А пять минут назад официантка сообщила мне, что шампанского больше нет, потому что мы уничтожили все запасы. Но люди за другими столиками продолжали его пить, и меня душило чувство отчаянной несправедливости, ведь на самом деле шампанское было, просто нам перестали его подавать, памятуя историю с разгромленным сьютом. Я стоял и безмолвно сокрушался по этому поводу, а вопрос девушки повис где-то там, над нашими головами, в свете прожекторов, изредка выхватывавших чаек, летевших в ночном небе. И ей пришлось повторить его громче:

– Ты собираешься стать звездой?

– Нет, – помотал я головой, не поворачиваясь. – Я собираюсь стать арт-объектом.

Она хотела добавить что-то еще, но я уже переместился на диваны и завязал беседу с менеджером рекорд-лейбла, который устраивал эту поездку для ведущих музыкальных каналов. А потом громко играл Moby, и нам постоянно приносили какие-то счета, которые нам даже не приходило в голову смотреть.
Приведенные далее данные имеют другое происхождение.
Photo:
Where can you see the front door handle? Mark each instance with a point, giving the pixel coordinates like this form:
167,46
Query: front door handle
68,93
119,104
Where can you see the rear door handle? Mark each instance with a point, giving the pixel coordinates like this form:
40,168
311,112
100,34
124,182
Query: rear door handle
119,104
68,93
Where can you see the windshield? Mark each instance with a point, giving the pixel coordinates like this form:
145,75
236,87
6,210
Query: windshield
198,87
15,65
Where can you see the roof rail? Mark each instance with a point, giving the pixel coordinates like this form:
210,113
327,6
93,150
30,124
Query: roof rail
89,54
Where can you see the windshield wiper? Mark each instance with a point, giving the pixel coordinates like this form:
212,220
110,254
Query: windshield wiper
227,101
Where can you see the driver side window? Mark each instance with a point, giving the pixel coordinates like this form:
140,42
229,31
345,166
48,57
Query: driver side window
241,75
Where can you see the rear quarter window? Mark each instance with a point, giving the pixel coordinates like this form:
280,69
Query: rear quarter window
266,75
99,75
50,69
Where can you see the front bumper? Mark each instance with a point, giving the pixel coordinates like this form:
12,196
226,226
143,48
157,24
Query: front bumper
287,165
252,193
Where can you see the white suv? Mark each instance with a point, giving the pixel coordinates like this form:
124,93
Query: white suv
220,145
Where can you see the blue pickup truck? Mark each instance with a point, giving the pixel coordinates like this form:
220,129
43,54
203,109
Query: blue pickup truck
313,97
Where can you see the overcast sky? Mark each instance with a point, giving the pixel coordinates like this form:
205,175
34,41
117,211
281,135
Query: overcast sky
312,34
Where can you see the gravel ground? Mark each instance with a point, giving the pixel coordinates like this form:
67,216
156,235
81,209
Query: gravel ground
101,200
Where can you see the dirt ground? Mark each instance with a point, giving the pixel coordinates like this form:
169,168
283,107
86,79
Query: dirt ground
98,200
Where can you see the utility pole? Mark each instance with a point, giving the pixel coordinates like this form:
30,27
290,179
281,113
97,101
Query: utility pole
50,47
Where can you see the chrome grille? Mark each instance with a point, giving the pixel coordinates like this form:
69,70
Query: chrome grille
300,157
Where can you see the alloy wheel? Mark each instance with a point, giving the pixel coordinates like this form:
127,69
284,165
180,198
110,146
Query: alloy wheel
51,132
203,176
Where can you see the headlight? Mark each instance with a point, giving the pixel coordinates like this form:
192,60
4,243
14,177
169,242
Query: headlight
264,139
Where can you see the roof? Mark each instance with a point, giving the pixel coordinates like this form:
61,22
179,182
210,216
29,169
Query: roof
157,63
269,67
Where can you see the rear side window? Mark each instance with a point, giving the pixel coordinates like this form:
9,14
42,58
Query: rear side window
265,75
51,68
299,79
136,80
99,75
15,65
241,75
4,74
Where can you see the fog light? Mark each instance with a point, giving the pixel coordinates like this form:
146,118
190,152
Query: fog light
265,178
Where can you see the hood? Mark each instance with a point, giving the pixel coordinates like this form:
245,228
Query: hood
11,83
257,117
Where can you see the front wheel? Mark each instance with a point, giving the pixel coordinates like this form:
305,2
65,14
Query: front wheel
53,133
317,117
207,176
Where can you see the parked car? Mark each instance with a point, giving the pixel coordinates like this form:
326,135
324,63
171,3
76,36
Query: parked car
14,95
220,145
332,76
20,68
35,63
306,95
Их всегда оплачивал кто-то другой.

А утром, в самолете, я от нечего делать спросил соседа:

– А человек может быть арт-объектом?

Но он лишь пожал плечами и ответил:

– Спроси у нашего тур-менеджера, это же они за все платят...

И в общем, с тех пор мало что изменилось. По-прежнему за все платят эти понурые пиджаки, а похотливые девицы, вроде Оксаны, у них на подхвате. И значит, мне следует сделать вид, будто я немного смущен, но польщен ее фразой, и вместо того чтобы ответить: «А ты мне кажешься тупой похотливой сукой», – улыбаться, улыбаться, улыбаться...
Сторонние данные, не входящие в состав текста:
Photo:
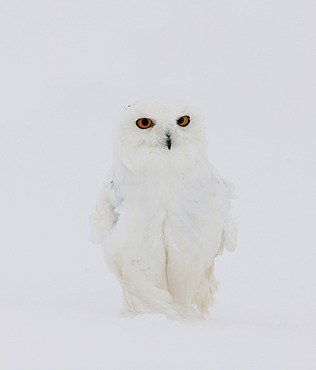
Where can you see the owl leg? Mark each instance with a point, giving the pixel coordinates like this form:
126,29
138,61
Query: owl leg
206,292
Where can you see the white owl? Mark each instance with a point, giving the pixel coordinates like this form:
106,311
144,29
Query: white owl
163,214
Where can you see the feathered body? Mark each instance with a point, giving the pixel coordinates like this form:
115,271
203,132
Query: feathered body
163,214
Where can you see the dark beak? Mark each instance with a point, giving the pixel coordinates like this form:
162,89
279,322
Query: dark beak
168,142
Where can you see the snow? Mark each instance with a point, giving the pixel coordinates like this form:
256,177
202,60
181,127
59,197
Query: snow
67,68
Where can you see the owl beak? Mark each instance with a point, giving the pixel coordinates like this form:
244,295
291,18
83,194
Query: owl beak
168,141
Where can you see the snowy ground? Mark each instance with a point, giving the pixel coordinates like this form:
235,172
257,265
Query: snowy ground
67,68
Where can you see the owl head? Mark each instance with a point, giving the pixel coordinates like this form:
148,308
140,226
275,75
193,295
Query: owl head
158,133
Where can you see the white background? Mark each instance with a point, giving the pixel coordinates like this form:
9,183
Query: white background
67,68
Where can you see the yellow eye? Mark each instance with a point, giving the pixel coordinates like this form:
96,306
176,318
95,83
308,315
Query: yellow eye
183,121
144,123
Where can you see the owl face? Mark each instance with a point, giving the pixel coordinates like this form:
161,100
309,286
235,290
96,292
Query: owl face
159,135
159,126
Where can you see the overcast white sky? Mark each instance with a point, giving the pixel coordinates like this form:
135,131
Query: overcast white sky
66,70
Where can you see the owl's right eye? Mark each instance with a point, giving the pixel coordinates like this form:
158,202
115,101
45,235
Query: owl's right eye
144,123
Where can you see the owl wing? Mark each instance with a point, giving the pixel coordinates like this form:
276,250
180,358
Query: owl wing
229,237
230,227
105,215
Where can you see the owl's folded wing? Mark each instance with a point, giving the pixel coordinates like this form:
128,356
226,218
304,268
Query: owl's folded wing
104,217
229,238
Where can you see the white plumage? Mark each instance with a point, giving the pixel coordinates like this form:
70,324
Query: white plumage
163,214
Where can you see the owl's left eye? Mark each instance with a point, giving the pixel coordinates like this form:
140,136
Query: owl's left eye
183,121
144,123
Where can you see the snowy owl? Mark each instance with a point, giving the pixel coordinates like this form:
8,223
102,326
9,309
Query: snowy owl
163,214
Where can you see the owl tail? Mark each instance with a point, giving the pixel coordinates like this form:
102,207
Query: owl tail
149,299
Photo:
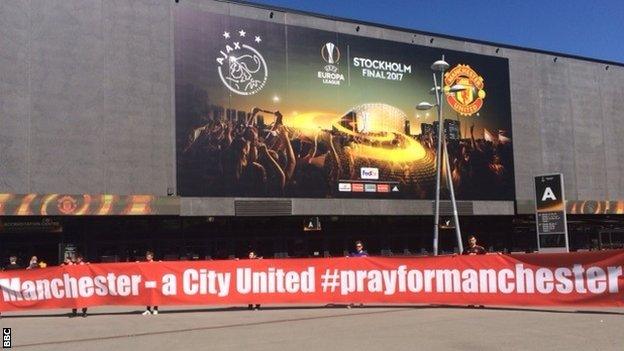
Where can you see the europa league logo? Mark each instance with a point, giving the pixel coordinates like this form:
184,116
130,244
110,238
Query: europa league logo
330,53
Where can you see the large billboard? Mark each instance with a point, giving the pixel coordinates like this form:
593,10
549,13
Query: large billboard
265,109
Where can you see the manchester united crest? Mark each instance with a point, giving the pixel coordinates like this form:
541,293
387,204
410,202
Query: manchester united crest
470,100
67,204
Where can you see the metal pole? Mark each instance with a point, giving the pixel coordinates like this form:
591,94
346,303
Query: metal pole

Играет самая избитая песня всех времен и народов «Lady in Red» Криса Де Бурга. Стоит ли говорить, что весь коллектив начинает дружно приглашать друг друга пообжиматься под это унылое говно. Даша вопросительно смотрит на меня, я киваю и встаю из-за стола, успевая заметить, что секундой позже пытается встать Хижняк. «Вот когда все эстетство разом пропадает», – отмечаю я и протягиваю Даше руку. Ну, хоть кому-то настроение испортил.
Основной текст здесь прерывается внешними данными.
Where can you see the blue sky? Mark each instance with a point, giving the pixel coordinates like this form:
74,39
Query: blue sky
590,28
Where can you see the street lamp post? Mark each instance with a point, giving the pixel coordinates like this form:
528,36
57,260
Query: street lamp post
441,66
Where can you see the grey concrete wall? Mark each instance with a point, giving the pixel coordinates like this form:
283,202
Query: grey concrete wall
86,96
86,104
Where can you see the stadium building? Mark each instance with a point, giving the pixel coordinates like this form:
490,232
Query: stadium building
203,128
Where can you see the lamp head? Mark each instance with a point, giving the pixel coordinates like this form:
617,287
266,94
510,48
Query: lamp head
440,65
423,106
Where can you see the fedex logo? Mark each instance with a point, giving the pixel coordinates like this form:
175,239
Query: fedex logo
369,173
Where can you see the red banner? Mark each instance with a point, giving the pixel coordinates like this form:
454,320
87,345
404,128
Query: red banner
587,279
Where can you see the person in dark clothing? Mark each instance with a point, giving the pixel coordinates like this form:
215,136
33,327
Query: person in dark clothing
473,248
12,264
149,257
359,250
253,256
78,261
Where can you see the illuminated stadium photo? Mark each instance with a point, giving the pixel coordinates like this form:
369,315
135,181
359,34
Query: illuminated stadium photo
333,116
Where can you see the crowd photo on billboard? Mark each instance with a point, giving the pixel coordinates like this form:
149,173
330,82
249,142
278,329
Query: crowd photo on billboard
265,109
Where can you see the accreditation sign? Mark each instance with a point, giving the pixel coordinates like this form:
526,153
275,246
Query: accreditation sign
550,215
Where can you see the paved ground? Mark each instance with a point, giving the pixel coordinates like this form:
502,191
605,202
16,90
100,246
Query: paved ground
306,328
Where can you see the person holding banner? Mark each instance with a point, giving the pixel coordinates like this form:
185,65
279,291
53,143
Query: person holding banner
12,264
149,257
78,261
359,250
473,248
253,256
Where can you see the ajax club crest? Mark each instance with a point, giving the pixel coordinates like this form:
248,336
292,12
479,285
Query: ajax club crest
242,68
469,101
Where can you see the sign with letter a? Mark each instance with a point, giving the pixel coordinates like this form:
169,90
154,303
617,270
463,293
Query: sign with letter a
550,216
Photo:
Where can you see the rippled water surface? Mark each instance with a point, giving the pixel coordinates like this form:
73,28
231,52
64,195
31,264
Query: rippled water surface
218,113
С полминуты танцуем молча, и я развлекаю себя попыткой понять, надела ли она сегодня лифчик.

– Как поживает наша общая знакомая? – вдруг начинает она.

– Какая? – идиотничаю я.

– Наташа. Учительница.

– Понятия не имею, честное слово! А у вас какая-то совместная история, да? – Я щелкаю пальцами. – Не поделили мальчиков и все такое?

– Типа того. – Она улыбается и стремительно меняет тему. – Ты долго здесь собираешься торчать?

– А есть идеи?

– Пригласи меня в гости.

– У меня сегодня племянник ночует.

– Тогда я тебя приглашаю! – Она прижимается ко мне.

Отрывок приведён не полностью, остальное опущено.